Define the `get_paragraph()` function that cleans the text and returns a list of text paragraphs

In [9]:
def get_paragraphs(input_text):
  paragraphs = []
  soup = BeautifulSoup(input_text, 'html.parser')
  
  # Define a regular expression pattern to match XML tags
  pattern = re.compile(r'<.*?>')

  for i, p in enumerate(soup.find_all('p')):
    # Use the sub() function to remove all tags from the XML text
    _text = re.sub(pattern, '', str(p))

    # use the nltk sentence tokenizer to segment the text into sentences
    _text = _text.replace('\n', ' '
              ).replace('\t', ' '
                  ).replace('∫', 's'
                      ).replace("\'", "'")

    # Replace multiple spaces with one space
    paragraphs.append(re.sub(r'\s+', ' ', _text))

  # Split into sentences, strip leading and trailing non-printables and return 
  return paragraphs

Build the `data` dictionary by
1. Reading all files in the `gold_standard\` folder
2. Applying the `get_paragraphs()` function to return the paragraphs in each file.
3. For each paragragh, store the `paraId`, `text`,  and `word_count`

In [14]:
paragraphs = []
for fileId, filename in enumerate(sorted(os.listdir(data_dir))):
  if filename.endswith(".xml"):
    text = open(f'{data_dir}/{filename}', 'r', encoding='utf8').read()
    for paraId, paragraph in enumerate(get_paragraphs(text)):
      paragraphs.append({'fileId':fileId,'paraId':paraId, 'text':paragraph, 'word_count':len(paragraph.split())})



Convert it to a Pandas dataframe for viewing

In [None]:
data = pd.DataFrame.from_dict(paragraphs)
# data

Update the `data` dictionary. For each file
1. Go through all the paragraphs
2. Extract all PLNAMES and GEONOUNS. +/-EMOTIONS
3. Store the list of each tags as well as the counts

In [19]:
def pre_process_text(text):
  return list(filter(lambda token: token not in string.punctuation,
             [lemma.lemmatize(word) for word in word_tokenize(text) 
             if word.lower() not in stop_words]))
# Get entity counts for each tag
def get_entities(text, tag):
  return [(ent, ent.start_char, ent.end_char) for ent in nlp(text).ents if ent.label_ == tag]
  
def add_entity_count(data_df, tag):
  ents = [get_entities(text, tag) for text in data_df['text']]
  counts = [len(count) for count in ents]
  return ents, counts

data['plnames'], data['pn_cnts'] = add_entity_count(data, 'PLNAME')
data['geonouns'], data['gn_cnts'] = add_entity_count(data, 'GEONOUN')
data['pos_emotions'], data['pos_cnts'] = add_entity_count(data, '+EMOTION')
data['neg_emotions'], data['neg_cnts'] = add_entity_count(data, '-EMOTION')
data['sentiment_score'] = (data['pos_cnts'] - data['neg_cnts'])/data['text'].apply(lambda x : len(pre_process_text(x)))

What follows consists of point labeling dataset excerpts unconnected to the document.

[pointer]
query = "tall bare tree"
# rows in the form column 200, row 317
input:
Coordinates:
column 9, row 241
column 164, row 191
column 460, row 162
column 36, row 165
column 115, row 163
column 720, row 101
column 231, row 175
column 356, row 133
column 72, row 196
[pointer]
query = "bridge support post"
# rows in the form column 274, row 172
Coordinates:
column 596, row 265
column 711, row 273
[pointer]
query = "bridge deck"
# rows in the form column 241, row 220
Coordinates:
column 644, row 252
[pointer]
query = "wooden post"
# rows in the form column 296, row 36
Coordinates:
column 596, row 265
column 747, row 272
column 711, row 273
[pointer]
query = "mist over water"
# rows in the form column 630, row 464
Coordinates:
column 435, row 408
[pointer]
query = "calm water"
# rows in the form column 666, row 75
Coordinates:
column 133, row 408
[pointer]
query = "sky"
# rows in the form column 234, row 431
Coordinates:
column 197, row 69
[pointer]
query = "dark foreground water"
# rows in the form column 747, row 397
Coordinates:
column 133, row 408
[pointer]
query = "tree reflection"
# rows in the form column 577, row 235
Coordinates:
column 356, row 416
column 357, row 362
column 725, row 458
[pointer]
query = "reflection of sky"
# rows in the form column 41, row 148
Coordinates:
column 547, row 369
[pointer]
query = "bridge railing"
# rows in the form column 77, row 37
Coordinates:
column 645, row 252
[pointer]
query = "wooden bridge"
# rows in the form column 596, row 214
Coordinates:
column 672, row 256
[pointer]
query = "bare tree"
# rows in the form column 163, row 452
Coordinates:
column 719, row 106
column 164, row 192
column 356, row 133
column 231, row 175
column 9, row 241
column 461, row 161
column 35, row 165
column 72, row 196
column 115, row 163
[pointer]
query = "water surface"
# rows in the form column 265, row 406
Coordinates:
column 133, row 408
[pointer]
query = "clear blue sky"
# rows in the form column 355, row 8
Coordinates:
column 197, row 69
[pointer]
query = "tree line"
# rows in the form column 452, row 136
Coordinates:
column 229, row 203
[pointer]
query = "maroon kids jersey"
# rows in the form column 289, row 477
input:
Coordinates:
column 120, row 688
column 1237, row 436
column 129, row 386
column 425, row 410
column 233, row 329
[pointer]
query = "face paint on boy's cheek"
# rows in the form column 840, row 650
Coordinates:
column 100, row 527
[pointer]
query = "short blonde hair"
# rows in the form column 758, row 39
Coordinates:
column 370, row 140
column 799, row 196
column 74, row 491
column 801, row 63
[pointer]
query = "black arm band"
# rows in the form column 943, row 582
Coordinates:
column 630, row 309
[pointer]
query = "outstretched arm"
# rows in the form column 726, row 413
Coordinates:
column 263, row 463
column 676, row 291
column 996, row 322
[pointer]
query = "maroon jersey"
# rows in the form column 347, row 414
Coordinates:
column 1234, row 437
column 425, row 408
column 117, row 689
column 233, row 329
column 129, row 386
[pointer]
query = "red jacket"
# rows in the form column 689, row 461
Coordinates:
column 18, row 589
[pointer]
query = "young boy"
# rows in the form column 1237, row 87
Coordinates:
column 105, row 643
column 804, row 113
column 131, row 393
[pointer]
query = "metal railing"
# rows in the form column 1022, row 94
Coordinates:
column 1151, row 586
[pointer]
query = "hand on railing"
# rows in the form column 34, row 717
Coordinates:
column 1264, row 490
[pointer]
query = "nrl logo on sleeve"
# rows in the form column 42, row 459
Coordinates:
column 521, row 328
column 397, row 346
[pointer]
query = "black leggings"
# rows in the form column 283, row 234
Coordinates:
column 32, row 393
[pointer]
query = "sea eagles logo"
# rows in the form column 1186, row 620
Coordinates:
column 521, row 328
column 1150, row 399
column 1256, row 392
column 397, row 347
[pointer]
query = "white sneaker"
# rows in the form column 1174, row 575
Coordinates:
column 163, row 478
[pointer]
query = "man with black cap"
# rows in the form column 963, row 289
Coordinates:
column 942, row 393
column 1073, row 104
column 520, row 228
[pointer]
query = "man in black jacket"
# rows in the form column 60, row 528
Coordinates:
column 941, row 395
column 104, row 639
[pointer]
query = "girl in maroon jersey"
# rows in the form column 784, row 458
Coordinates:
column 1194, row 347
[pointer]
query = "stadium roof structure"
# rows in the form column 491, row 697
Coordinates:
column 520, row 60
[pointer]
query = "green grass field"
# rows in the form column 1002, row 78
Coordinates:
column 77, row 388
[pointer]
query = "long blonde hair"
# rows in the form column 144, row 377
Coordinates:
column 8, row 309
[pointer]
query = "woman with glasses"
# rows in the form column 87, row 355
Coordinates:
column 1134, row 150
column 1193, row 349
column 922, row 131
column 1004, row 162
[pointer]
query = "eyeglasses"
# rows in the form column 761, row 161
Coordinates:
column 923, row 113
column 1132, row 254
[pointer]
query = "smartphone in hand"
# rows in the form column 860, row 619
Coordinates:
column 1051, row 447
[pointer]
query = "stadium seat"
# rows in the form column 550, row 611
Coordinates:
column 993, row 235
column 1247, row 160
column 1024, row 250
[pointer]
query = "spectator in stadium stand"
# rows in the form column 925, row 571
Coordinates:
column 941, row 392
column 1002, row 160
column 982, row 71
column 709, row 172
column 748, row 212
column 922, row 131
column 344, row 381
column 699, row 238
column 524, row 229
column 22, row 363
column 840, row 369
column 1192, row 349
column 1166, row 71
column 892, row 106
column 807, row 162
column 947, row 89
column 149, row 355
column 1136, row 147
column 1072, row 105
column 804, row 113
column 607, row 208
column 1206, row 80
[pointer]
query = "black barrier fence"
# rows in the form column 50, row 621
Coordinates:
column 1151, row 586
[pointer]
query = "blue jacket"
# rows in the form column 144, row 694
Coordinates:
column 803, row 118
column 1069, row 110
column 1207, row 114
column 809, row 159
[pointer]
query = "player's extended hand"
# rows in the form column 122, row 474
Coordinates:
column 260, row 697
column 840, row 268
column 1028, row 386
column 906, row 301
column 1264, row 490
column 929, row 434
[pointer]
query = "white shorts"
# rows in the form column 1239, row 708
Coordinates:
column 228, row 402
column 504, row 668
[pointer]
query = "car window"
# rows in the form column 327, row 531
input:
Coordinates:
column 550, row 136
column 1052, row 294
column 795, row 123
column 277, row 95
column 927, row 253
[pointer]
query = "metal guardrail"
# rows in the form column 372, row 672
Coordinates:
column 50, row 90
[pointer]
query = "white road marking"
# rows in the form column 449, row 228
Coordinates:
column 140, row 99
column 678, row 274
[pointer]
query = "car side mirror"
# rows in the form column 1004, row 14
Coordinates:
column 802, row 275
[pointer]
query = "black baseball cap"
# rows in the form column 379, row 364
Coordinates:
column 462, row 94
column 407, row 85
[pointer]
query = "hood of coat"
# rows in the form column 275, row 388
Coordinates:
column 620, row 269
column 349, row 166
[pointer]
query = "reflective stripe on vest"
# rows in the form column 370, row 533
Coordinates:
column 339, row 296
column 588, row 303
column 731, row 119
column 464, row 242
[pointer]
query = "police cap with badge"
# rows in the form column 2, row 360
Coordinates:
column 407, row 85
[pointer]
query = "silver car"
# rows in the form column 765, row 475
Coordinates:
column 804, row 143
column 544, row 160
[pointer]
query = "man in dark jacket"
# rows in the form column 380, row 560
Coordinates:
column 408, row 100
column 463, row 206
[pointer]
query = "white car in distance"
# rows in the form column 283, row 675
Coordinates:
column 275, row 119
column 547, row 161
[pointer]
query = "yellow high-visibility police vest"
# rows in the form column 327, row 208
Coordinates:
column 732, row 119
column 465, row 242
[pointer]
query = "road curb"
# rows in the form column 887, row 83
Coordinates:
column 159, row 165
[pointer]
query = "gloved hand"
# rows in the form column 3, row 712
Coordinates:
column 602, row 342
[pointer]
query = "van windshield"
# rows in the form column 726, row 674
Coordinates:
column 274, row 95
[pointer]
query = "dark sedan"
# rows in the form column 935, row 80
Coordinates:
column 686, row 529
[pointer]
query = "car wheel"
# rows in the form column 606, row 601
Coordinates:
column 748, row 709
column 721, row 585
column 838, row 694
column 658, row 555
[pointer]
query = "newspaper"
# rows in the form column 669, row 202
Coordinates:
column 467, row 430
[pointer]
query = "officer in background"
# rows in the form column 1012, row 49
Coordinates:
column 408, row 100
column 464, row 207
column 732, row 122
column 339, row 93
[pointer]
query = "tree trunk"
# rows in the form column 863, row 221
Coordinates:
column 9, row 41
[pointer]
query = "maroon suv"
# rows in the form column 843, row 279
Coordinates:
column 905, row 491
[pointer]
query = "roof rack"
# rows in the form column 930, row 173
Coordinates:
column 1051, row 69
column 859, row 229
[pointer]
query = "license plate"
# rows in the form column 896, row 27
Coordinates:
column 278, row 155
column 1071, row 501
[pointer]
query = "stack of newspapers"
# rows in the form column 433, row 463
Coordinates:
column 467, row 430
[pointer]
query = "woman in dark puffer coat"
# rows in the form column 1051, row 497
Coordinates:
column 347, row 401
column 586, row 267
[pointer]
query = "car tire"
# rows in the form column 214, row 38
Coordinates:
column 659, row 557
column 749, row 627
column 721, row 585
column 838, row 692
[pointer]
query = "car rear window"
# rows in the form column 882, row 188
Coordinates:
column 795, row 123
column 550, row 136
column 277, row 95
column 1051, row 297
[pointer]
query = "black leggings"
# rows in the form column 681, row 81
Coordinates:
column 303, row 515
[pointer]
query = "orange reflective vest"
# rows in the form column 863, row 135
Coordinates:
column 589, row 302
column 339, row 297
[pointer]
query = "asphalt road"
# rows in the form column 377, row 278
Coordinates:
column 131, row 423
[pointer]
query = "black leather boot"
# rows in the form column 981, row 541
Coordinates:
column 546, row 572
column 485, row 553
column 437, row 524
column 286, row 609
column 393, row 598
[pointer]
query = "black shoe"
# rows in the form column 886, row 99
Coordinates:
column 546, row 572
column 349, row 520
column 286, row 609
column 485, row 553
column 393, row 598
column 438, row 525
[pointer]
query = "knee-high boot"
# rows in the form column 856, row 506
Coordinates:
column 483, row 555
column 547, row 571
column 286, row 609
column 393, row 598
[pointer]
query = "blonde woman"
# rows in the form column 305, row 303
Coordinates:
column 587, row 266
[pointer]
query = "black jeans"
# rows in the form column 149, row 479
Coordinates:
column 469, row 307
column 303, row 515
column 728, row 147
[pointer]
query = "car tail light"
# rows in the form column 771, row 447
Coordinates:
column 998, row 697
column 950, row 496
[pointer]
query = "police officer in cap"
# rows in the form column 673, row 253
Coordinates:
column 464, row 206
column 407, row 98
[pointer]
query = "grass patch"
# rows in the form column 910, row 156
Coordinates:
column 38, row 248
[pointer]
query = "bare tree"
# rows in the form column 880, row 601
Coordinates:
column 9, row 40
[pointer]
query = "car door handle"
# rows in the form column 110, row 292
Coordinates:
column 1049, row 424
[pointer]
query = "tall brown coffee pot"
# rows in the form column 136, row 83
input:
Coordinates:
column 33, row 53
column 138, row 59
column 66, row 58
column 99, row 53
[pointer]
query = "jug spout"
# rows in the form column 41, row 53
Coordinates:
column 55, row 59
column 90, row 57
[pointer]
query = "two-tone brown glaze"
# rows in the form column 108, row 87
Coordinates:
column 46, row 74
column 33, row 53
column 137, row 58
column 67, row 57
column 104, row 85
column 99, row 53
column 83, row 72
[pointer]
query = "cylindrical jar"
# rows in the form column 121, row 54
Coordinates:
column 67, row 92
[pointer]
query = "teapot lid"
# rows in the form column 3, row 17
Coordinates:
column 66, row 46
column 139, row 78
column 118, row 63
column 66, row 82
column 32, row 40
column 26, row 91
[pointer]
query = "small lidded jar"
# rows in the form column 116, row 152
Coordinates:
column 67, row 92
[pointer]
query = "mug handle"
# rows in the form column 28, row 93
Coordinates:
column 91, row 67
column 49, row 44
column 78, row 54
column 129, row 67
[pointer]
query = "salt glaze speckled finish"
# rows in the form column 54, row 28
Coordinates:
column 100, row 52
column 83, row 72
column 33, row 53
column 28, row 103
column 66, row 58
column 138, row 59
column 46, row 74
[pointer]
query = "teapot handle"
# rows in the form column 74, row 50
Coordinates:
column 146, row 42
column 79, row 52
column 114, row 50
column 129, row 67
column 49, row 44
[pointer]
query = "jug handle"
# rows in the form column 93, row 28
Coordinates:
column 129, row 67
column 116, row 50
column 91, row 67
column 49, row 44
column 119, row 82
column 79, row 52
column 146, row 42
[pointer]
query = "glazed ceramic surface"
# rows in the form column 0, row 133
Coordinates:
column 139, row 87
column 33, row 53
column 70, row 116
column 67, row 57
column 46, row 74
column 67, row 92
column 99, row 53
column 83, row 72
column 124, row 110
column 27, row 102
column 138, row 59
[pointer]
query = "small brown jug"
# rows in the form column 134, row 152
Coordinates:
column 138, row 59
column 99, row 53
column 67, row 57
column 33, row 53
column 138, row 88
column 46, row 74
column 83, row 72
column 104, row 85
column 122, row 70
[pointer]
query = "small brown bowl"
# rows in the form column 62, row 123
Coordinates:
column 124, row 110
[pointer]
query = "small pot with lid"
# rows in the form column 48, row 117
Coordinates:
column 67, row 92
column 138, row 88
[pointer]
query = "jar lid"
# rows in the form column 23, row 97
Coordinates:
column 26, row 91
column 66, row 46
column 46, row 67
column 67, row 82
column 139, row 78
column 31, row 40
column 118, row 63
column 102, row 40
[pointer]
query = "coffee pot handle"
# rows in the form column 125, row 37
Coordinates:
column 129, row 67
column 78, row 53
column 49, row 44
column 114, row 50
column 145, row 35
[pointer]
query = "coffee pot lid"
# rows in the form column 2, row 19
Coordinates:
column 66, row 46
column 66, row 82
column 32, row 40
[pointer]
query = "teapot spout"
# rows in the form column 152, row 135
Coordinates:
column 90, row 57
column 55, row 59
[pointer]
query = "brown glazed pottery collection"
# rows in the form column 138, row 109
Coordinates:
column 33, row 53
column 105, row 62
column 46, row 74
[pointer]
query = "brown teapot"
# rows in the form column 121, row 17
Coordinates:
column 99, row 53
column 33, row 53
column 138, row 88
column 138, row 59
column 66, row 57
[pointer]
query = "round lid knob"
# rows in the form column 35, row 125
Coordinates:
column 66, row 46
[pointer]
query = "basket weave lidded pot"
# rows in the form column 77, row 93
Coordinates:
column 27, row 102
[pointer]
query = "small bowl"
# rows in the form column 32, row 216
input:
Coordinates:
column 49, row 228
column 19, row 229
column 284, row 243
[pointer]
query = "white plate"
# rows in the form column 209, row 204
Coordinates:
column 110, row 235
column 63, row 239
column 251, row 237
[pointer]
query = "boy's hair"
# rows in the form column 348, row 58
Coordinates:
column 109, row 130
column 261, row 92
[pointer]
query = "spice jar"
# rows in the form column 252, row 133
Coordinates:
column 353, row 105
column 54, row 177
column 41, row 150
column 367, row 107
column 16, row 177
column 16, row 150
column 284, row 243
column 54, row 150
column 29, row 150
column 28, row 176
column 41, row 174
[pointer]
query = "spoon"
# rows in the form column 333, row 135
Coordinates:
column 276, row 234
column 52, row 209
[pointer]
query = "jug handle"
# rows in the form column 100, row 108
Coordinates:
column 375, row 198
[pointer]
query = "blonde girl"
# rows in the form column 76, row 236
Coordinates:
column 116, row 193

List all occurences of entities (place names, geonouns, emotions) with their file and paragraph IDs

In [20]:
# Define the `add_tag` function to attach the tag to each entity from a given list
add_tag = lambda x_list, tag: [(x,tag) for x in x_list]

In [None]:
entities_df = data[['plnames','geonouns', 'pos_emotions', 'neg_emotions','fileId', 'paraId']]
ent_list = []
for i in range(len(entities_df)): 
  plns, gns, pos, neg, fId, pId = entities_df.iloc[i]
  ents = add_tag(plns,'PLNAME')+add_tag(gns,'GEONOUN')+add_tag(pos,'+EMOTION'
                                                  ) + add_tag(neg, '-EMOTION')
  if ents:
    for ent, tag in ents:
      ent_list.append({'entity': ent[0], 'start_char':ent[1], 'end_char':ent[2], 
                      'fileId':fId, 'paraId':pId, 'tag':tag})
      

ent_list_df = pd.DataFrame.from_dict(ent_list)
# ent_list_df

In [31]:
from collections import defaultdict
entities_df = data[['plnames','geonouns', 'pos_emotions', 'neg_emotions','fileId', 'paraId']]
ent_list = defaultdict(list)
for i in range(len(entities_df)): 
  plns, gns, pos, neg, fId, pId = entities_df.iloc[i]
  ents = add_tag(plns,'PLNAME')+add_tag(gns,'GEONOUN')+add_tag(pos,'+EMOTION'
                                                     )+add_tag(neg,'-EMOTION')
  
  for ent, tag in ents:
      ent_list[tag].append({'entity': ent[0], 'start_char':ent[1], 'end_char':ent[2], 
                        'fileId':fId, 'paraId':pId})

# Generate dataframes for all entities
ent_dfs = [(tag, pd.DataFrame.from_dict(ent_list[tag])) for tag in ent_list]

Export to Excel and JSON

In [40]:
with pd.ExcelWriter('paragraph_counts_v1.xlsx') as writer:  
    data.to_excel(writer, sheet_name='paragraphs')
    for tag, ent_df in ent_dfs:
      ent_df.to_excel(writer, sheet_name=tag)
      ent_df.to_json(f"{tag.lower()}.json", default_handler=str, orient="records")